When coming to power in December 2016, after 25 years of authoritarian rule under his predecessor Islam Karimov, President Mirziyoyev announced a transformation programme named “New Uzbekistan” which included stated commitments to a range of reforms and the rule of law. President Mirziyoyev repeatedly and publicly expressed his support for freedom of speech and encouraged more critical reporting.
     
For example, on 29 December 2020, the President told parliament: “Of course, many local officials don’t like challenging and critical materials, they disturb their calm and carefree existence.
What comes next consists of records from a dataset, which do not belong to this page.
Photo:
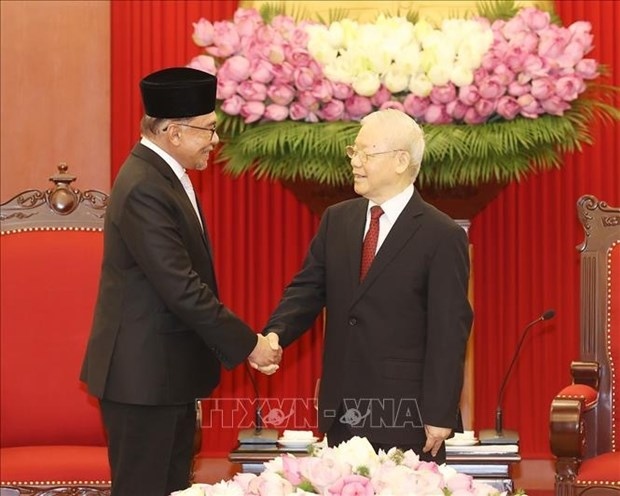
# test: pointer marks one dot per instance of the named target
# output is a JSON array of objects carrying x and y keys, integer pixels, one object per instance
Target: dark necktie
[{"x": 370, "y": 241}]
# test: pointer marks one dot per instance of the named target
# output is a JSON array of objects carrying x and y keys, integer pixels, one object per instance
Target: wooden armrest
[
  {"x": 585, "y": 373},
  {"x": 566, "y": 427}
]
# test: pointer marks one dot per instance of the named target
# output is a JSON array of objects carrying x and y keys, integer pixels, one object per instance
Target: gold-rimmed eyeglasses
[
  {"x": 352, "y": 152},
  {"x": 211, "y": 129}
]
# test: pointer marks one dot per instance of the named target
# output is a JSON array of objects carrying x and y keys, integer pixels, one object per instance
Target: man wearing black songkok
[{"x": 160, "y": 331}]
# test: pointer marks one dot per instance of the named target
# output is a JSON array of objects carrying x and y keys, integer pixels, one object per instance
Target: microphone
[
  {"x": 499, "y": 435},
  {"x": 258, "y": 435}
]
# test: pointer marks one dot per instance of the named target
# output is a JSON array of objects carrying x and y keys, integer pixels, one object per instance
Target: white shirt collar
[
  {"x": 393, "y": 207},
  {"x": 174, "y": 165}
]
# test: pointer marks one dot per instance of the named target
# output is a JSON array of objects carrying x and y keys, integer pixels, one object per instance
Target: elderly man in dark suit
[
  {"x": 392, "y": 272},
  {"x": 160, "y": 331}
]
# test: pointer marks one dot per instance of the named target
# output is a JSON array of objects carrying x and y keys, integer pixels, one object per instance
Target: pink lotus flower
[
  {"x": 352, "y": 485},
  {"x": 529, "y": 63}
]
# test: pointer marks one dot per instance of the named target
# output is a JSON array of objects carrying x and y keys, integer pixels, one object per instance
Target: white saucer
[
  {"x": 455, "y": 441},
  {"x": 297, "y": 443}
]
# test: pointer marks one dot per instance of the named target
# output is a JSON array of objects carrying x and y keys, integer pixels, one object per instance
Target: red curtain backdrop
[{"x": 524, "y": 259}]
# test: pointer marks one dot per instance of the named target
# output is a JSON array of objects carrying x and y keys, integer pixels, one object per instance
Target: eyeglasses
[
  {"x": 211, "y": 129},
  {"x": 352, "y": 152}
]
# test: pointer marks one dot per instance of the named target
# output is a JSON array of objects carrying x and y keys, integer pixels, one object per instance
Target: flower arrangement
[
  {"x": 352, "y": 468},
  {"x": 503, "y": 94}
]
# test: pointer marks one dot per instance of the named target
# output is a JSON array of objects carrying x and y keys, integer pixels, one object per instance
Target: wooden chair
[
  {"x": 585, "y": 416},
  {"x": 51, "y": 433}
]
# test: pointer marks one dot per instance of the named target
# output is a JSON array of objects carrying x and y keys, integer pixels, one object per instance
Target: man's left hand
[{"x": 435, "y": 436}]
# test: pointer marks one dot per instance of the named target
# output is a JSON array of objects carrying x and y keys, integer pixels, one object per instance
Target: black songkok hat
[{"x": 178, "y": 92}]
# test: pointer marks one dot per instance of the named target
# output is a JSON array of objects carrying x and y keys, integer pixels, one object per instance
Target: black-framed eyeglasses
[
  {"x": 211, "y": 129},
  {"x": 352, "y": 152}
]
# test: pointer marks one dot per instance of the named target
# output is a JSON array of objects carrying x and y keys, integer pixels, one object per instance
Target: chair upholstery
[
  {"x": 51, "y": 434},
  {"x": 585, "y": 416}
]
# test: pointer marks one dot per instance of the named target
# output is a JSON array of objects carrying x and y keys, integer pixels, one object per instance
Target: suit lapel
[
  {"x": 408, "y": 222},
  {"x": 165, "y": 170},
  {"x": 355, "y": 233}
]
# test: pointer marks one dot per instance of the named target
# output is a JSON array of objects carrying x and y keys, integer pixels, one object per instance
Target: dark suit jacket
[
  {"x": 394, "y": 344},
  {"x": 159, "y": 331}
]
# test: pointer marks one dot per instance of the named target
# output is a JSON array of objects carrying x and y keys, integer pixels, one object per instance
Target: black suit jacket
[
  {"x": 159, "y": 331},
  {"x": 394, "y": 344}
]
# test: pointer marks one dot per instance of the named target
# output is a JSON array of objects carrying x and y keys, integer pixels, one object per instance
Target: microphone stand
[
  {"x": 258, "y": 435},
  {"x": 499, "y": 435}
]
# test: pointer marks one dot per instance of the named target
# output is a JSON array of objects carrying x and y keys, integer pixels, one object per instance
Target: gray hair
[{"x": 410, "y": 134}]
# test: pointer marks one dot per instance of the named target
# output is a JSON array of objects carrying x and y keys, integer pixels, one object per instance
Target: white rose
[
  {"x": 226, "y": 489},
  {"x": 420, "y": 85},
  {"x": 366, "y": 83},
  {"x": 396, "y": 81},
  {"x": 194, "y": 490},
  {"x": 357, "y": 452},
  {"x": 461, "y": 76}
]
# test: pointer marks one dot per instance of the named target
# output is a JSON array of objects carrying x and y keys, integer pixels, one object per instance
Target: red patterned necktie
[{"x": 370, "y": 241}]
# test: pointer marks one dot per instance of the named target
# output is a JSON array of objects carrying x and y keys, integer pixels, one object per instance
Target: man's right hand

But transparency and freedom of speech – that is what is called for today, it’s what is needed for reform in Uzbekistan […] Fair criticism by objective journalists and bloggers points out the mistakes and shortcomings of old-fashioned leaders, forcing them to change their working style and increase their responsibility.”
      
Independent journalism, online commentary and debates began to flourish. Bloggers and social media users initiated discussions on a wide range of social, economic, and political topics including the authorities’ use of foreign loans; government corruption on the national and local level; temporary water, gas and electricity cuts; as well as the plight of victims of domestic violence. Many spoke out boldly, criticising senior government officials and demanding respect for the rule of law and human rights principles. These developments, alongside the release from prison of several human rights activists and journalists who had been sentenced to long prison terms on politically-motivated charges, raised hopes for reform and free speech and many experts in Uzbekistan and abroad regarded them as indicators of a political thaw.
  
As this period coincided with growing internet access across Uzbekistan, bloggers were able to grow extensive followings and communicate to large audiences. Many of the issues raised by influential bloggers and initially disseminated via social media and internet messengers, have subsequently been picked up and referred to by media outlets and government press services.
 
The President continues to speak out in favour of free speech. Most recently, on 26 June 2024, he congratulated press and media workers, saying that “[c]ritical and analytical materials, in particular, on shortcomings in the field of construction, ecology and environmental protection, road safety, as well as in the social and economic spheres help to ‘wake up’ some ‘dormant’ leaders and officials at the local level, make them work in a new way, live with the concerns of people […] our caring and noble journalists, active bloggers with their firm positions and impartial words make a worthy contribution to solving acute life problems, increasing the effectiveness of reforms, expanding the views and worldview of compatriots”.
     
However, our ongoing monitoring of the human rights situation shows that the year 2020 saw significant growth in the number of cases of pressure, harassment and administrative detention of those who criticised the authorities and their relatives, and from 2021 onwards, law enforcement bodies, often with the involvement of local and neighbourhood committees, increasingly clamped down on critical bloggers and social media commentators. Demands to remove publications were frequent as well as internet trolling which often led to criminal prosecutions. Courts typically failed to protect bloggers’ rights to freedom of expression and opinion.
     
When it comes to the legislative framework, some laws adopted as part of the government’s reform programme improved the legal framework for freedom of expression and the rule of law, but other newly introduced legislation poses threats to freedom of expression and criminal punishment for defamation remains in place.
   
The authorities’ attention to bloggers and social media commentators appears to be linked to the increased importance and influence of social media, which offers the potential to reach and unite users across Uzbekistan around political and socio-economic concerns and grievances.